Her mystery novel, “Murder in the Pines,” still packs in a lot of historical references, and much of the plot revolves around real events.
Depot Hill resident Kathryn Gualtieri will talk about her first mystery novel Thursday, at the Capitola Book Cafe in the city of Capitola, California. (Dan Coyro/Santa Cruz Sentinel/MCT)
Gualtieri drew on her experience as the state historic preservation officer and chairwoman of the State Historical Resources Commission.
Her only previous book is the nonfiction historical work “Half Moon Bay: Birth of a Coastside Town.”
“Murder in the Pines” takes place in 1920s Carmel, Calif., and the murder mystery is based around the arrival of a wealthy East Coast developer who wants to build a hotel on the seaside town’s pristine beach, much to the chagrin of some locals.
The main character is Nora Finnegan, a cub reporter for the Carmel Pine Cone, the town’s real-life newspaper that was founded in 1915.
Gualtieri wrote book reviews and other features for the Pine Cone and also served on the city’s Historic Preservation Committee for four years.
“Just like in my book, the first publisher of the Pine Cone was pro-growth and supportive of business,” Gualtieri said. “The issue of development was very big in Carmel at the time.”
In addition to the underlying theme of development proponents versus conservationists, the book also explores the changing status of women in the 1920s.
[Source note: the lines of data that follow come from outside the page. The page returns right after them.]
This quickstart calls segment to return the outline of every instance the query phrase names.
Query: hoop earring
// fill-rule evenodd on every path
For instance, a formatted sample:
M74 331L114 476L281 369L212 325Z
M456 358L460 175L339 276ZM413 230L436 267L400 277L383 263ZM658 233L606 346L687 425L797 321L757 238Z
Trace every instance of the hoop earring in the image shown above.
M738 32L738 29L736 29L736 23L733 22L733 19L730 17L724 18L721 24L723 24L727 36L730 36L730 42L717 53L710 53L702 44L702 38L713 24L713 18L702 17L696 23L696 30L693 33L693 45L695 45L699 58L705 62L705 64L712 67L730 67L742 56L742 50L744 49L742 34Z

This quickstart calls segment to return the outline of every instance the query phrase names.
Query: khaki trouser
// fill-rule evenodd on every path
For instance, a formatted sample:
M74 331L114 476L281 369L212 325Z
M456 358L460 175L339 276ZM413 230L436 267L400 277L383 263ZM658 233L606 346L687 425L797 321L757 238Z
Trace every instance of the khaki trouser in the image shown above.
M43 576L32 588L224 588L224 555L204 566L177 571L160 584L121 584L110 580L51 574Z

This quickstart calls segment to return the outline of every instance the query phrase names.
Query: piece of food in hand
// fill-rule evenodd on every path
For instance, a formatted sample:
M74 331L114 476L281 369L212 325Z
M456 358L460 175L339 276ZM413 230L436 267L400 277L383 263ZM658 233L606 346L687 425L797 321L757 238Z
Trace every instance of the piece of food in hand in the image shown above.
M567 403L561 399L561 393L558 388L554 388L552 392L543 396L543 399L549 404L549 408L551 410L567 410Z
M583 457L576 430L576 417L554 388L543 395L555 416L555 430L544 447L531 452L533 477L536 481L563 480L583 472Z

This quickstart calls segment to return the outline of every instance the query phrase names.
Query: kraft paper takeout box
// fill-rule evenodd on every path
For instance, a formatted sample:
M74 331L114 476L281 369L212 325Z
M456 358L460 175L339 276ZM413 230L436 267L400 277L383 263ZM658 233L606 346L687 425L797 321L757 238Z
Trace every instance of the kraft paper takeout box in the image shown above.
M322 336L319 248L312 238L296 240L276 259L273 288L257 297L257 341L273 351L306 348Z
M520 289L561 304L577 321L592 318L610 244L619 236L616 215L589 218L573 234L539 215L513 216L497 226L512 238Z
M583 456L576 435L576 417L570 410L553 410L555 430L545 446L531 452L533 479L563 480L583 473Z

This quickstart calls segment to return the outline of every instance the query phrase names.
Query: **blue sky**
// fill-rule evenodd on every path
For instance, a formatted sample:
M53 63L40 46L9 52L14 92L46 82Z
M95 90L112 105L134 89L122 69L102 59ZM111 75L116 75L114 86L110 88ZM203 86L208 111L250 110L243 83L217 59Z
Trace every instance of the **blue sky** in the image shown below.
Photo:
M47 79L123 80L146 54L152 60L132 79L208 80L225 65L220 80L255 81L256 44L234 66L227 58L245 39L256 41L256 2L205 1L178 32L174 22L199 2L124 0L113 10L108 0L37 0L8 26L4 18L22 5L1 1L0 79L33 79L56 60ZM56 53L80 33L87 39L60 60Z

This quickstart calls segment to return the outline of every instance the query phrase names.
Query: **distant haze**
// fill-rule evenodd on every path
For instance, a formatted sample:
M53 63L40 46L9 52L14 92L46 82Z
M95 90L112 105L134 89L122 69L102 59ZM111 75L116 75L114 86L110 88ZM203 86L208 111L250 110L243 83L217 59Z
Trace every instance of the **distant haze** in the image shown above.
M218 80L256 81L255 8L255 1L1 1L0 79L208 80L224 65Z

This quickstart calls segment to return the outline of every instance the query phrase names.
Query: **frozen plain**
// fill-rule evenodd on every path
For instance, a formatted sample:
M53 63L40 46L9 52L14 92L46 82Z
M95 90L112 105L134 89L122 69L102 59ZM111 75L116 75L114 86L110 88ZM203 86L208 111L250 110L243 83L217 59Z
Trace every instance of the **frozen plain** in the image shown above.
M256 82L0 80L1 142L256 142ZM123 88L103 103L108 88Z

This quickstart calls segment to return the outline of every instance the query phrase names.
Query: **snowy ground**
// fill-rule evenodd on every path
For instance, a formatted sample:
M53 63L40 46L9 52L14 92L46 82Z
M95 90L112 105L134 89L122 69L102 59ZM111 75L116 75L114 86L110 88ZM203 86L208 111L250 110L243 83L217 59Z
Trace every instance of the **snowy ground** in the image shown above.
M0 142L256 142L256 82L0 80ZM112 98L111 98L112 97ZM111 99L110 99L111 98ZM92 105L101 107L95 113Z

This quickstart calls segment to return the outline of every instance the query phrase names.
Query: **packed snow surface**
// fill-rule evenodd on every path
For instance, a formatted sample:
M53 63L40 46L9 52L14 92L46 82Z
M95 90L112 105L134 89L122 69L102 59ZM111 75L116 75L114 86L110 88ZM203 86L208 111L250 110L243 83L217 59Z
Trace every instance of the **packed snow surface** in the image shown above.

The main character must fight with her editor for the chance to cover more hard news, and continually encounters sexist attitudes.
Gualtieri is passionate about history, but mystery writing as well. She is a former member of a Capitola mystery book club, rattles off mystery authors she admires and gushes over the pacing of John Grisham’s novels.
“I like mysteries because you can tell a good story, bring in different sides of an issue, and in the end the audience knows justice will be served,” Gualtieri said.
The first-time novelist said she thought of hiring an agent and looking for a publisher, but in the end decided to complete the process herself. She found an editor and designer, and published the book under her own label, Tin Lantern Publications, an homage to the homemade lanterns Carmelites used to light their way in the 20s, when there were no street lights.
“I spent several years on the book, and at my age I don’t have time to wait for an agent to shop it around,” she said. “This was a labor of love.”
Gualtieri, who retired and moved to Capitola 20 years ago, added that she is not finished yet, and plans to write more mysteries with Nora as the main character.
“One thing I do know, (Nora) will continue as a single professional,” she said. “There is no way she is getting married.”